Although Timmy’s behavior that day was intense and scary, I knew it was not what he intended and that he was just as anxious (if not more) than the rest of us. Now what? How could I provide a safe environment for my students and staff while also caring for Timmy’s needs?

I sought out my supervisor sure that she would have the answer I needed. I relayed what happened and the concern about having Timmy in the classroom the next day. She said we didn’t have a lot of options and that we needed to inform Timmy’s school district before making any major changes to his program. The temporary plan, at least for the next day, was for Timmy to participate in his program in the hallway with the school behavior specialist. My supervisor agreed to contact the school district representative to provide an update and to inform her that a change to the IEP was likely needed. I returned calls to parents letting them know the plan for the next day.
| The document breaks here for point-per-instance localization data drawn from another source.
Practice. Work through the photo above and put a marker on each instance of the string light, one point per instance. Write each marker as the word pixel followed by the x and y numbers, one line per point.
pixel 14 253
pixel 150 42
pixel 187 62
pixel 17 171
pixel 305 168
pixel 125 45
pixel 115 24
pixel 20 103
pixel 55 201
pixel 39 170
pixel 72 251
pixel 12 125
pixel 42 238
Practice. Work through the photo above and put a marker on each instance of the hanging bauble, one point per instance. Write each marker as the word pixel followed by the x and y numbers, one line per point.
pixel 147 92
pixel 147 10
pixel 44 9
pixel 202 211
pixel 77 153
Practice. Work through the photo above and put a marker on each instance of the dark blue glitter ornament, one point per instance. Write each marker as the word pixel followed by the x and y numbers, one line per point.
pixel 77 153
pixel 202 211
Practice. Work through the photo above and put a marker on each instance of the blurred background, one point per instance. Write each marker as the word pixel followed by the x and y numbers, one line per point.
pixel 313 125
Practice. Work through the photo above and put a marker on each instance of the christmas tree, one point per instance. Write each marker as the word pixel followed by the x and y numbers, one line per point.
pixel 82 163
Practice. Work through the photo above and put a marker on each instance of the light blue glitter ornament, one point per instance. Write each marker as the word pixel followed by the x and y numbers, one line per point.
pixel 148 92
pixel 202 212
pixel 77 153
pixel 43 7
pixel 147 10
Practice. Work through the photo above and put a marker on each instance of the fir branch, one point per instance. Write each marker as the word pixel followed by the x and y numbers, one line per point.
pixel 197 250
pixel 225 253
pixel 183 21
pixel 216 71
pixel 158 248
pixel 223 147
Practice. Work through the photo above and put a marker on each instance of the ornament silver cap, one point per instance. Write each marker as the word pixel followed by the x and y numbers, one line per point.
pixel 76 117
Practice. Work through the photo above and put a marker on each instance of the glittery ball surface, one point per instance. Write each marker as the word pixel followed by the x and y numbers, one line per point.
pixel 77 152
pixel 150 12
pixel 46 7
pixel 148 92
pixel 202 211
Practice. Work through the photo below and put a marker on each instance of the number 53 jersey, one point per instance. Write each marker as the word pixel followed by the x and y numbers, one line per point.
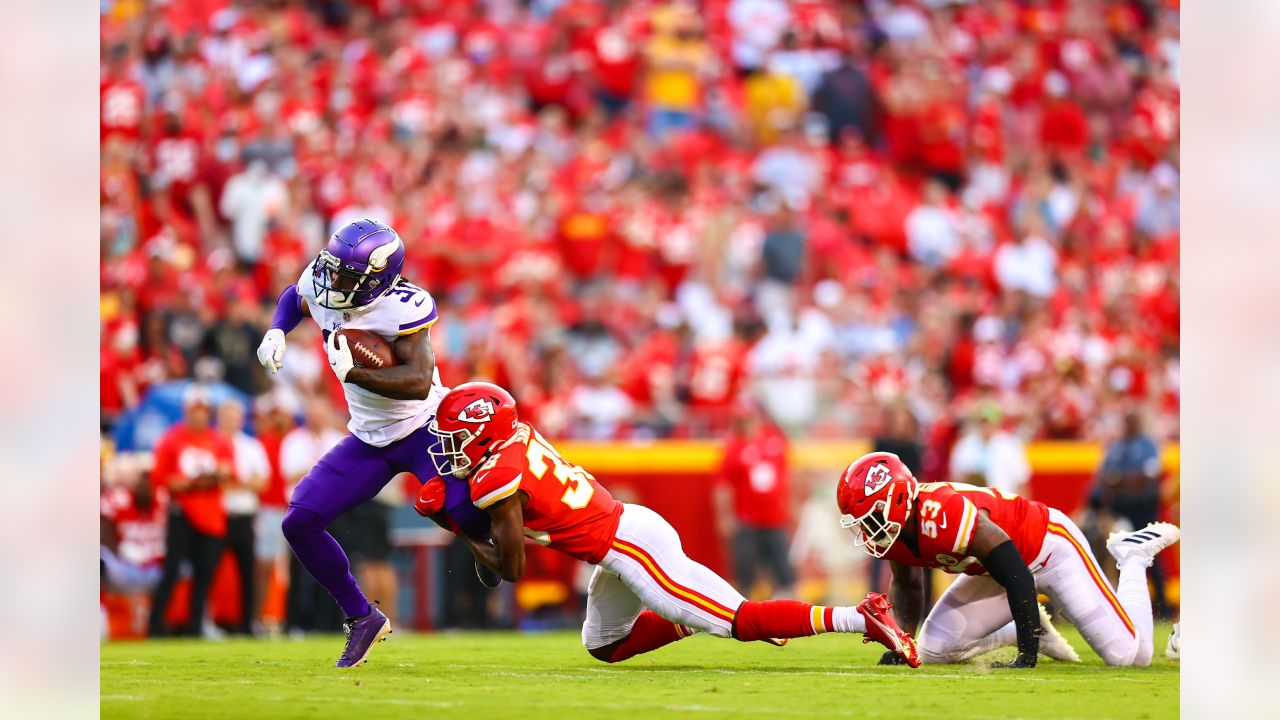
pixel 947 515
pixel 567 509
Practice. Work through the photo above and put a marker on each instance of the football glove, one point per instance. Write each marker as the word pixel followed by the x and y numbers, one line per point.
pixel 270 352
pixel 339 356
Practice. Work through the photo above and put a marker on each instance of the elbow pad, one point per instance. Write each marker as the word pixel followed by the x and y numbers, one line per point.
pixel 1005 565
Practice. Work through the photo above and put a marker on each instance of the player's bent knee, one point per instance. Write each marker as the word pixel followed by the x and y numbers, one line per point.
pixel 1123 654
pixel 604 654
pixel 300 524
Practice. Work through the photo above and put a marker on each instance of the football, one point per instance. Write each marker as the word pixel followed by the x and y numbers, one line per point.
pixel 368 349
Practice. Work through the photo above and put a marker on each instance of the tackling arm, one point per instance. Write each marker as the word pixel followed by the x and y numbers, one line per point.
pixel 410 379
pixel 508 533
pixel 999 554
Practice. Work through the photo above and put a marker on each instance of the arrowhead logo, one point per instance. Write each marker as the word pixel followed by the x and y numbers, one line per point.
pixel 877 477
pixel 479 411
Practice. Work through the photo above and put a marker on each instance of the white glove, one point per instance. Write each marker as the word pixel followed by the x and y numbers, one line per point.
pixel 339 356
pixel 270 354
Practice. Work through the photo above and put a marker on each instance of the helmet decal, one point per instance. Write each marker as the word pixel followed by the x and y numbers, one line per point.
pixel 479 411
pixel 877 477
pixel 379 256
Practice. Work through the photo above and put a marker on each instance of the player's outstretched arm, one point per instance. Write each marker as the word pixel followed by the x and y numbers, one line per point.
pixel 507 519
pixel 999 554
pixel 410 379
pixel 908 592
pixel 289 310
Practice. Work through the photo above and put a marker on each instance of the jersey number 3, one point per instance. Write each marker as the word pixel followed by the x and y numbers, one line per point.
pixel 576 481
pixel 928 518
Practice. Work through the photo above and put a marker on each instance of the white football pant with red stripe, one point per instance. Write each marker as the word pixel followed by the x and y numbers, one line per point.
pixel 647 568
pixel 972 616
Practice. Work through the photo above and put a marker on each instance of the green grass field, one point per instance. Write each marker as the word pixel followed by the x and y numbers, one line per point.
pixel 481 675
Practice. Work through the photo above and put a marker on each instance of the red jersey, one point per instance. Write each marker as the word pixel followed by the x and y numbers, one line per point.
pixel 140 532
pixel 947 516
pixel 182 452
pixel 567 510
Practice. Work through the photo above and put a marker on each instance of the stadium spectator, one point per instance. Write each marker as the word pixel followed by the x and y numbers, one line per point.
pixel 132 532
pixel 988 455
pixel 1127 491
pixel 754 490
pixel 270 424
pixel 241 501
pixel 192 463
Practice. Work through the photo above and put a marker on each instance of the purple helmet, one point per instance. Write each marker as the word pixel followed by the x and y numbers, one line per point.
pixel 361 261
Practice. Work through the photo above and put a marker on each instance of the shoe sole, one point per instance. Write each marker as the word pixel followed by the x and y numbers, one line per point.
pixel 382 636
pixel 1162 531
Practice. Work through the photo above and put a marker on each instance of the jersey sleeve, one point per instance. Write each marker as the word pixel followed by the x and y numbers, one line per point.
pixel 959 516
pixel 493 484
pixel 419 313
pixel 307 288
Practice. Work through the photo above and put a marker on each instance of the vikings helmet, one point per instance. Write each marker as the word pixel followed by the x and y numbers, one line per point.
pixel 361 261
pixel 876 493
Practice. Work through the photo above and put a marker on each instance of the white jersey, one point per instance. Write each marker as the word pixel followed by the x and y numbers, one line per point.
pixel 405 309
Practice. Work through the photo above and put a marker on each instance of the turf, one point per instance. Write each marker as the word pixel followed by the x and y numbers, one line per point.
pixel 481 675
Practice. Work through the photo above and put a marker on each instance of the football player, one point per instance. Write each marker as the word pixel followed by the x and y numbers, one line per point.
pixel 355 282
pixel 644 592
pixel 1006 548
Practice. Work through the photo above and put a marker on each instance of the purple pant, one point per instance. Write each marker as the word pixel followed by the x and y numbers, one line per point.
pixel 352 473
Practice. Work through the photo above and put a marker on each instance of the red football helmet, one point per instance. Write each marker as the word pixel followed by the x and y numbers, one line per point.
pixel 471 420
pixel 876 495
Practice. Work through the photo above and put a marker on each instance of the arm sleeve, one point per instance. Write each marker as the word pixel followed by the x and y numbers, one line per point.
pixel 1005 565
pixel 288 310
pixel 492 486
pixel 419 313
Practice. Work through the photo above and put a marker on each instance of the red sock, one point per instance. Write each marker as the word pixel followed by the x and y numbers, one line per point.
pixel 780 619
pixel 650 632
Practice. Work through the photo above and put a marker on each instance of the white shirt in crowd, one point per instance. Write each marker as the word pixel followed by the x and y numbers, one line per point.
pixel 1029 267
pixel 251 468
pixel 1001 460
pixel 302 447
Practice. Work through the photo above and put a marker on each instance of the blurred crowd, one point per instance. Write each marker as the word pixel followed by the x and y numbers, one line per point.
pixel 634 214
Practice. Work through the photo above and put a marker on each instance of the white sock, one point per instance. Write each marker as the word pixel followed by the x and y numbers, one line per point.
pixel 848 620
pixel 1005 636
pixel 1136 600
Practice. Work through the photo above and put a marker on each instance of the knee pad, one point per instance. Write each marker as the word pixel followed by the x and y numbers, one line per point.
pixel 1123 652
pixel 300 524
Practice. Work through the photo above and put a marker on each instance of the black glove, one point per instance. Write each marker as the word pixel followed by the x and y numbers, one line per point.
pixel 891 657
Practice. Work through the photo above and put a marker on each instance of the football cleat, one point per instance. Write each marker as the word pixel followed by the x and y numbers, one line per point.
pixel 1052 643
pixel 362 634
pixel 1143 545
pixel 883 629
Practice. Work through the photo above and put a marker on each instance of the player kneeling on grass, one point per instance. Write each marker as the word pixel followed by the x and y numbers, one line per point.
pixel 645 592
pixel 1006 548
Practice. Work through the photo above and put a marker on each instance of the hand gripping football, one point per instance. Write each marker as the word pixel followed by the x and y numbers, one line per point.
pixel 369 350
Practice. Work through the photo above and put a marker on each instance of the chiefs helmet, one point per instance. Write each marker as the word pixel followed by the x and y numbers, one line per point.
pixel 876 495
pixel 471 420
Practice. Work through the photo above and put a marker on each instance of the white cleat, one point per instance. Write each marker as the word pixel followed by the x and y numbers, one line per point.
pixel 1052 643
pixel 1144 543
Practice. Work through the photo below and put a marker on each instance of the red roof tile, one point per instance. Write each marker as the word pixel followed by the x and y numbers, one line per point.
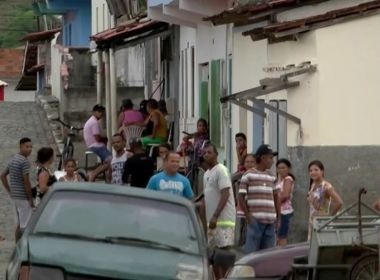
pixel 41 36
pixel 313 22
pixel 241 14
pixel 36 68
pixel 127 31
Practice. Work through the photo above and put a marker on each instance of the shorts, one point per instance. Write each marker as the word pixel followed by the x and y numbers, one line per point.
pixel 102 152
pixel 24 212
pixel 283 231
pixel 221 237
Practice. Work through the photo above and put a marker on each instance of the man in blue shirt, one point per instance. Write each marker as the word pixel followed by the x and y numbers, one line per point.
pixel 170 180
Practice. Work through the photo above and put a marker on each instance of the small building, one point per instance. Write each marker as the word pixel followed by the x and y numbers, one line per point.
pixel 305 80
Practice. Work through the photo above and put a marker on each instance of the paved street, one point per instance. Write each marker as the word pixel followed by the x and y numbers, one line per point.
pixel 21 119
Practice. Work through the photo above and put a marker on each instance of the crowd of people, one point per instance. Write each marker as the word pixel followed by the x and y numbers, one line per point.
pixel 253 204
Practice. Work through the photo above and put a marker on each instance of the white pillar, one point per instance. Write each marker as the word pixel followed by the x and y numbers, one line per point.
pixel 108 95
pixel 113 91
pixel 99 77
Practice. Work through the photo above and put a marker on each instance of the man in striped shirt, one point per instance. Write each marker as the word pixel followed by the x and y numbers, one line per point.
pixel 259 200
pixel 19 186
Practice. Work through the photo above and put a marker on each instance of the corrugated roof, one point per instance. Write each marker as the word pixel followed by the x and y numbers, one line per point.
pixel 289 28
pixel 41 36
pixel 127 30
pixel 259 11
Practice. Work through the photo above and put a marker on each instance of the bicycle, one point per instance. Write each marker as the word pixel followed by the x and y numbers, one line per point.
pixel 68 148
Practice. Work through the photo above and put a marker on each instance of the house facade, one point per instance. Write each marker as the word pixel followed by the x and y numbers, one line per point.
pixel 308 75
pixel 204 64
pixel 139 56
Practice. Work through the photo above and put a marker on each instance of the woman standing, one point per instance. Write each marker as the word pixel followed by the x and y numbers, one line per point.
pixel 45 178
pixel 321 194
pixel 285 182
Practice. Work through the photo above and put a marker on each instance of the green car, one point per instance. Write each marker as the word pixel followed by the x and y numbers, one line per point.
pixel 98 231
Timmy’s mom was supportive and said that she would talk to Timmy about the plan so he would know what to expect. This mom’s response was so amazing. I couldn’t believe how supportive and understanding she was of the whole situation.

The next day was rough…. Ms. Sarah stayed home to recover, so I had a substitute. All of the students wanted to know where she was and why she was gone. Sam asked if she had died. Danny kept drawing pictures of war scenes and made motions like he was shooting a gun toward the hallway where Timmy was. Everyone was anxious. I did my best to maintain structure and normalcy in the classroom, but needless to say, there wasn’t a whole lot of academic instruction going on that day. That wasn’t what the students needed. They needed time to process. Timmy was thankful to have some space away from his peers.

My supervisor relayed her conversation with the school district representative. There would be an IEP meeting at the end of the week. Timmy’s placement would be discussed at the meeting because the district representative wasn’t sure that Timmy’s needs were being adequately met. I was tasked with synthesizing all of the data and contacting the parents about the meeting. So in the midst of trying to repair what was my left of my classroom community, I was to prepare for a fight with the district. I knew that Timmy’s parents spent over a year advocating for his placement and that their relationship with the district was a sensitive one. In the midst of all of the current challenges, I couldn’t even fathom their dread going into this meeting.

The IEP meeting day went better than expected. Timmy’s parents were able to arrange for his doctor to participate in the meeting. It was helpful to have the medical perspective around what was happening and more information about the treatment plan. I reviewed the behavioral data and updated the team on the interventions that had been attempted. The team came to the consensus that Timmy needed a 1:1 aide to support his participation in his program. The plan was for him to continue to work 1:1 in a separate space with a plan to increase his time with peers as his regulation improved.

Of course the story doesn’t end there. Despite the complexity of this situation and all of the perspectives involved, collaboration was possible. I’m glad I didn’t crawl into that deep, dark hole because I would have missed the start of a beautiful community.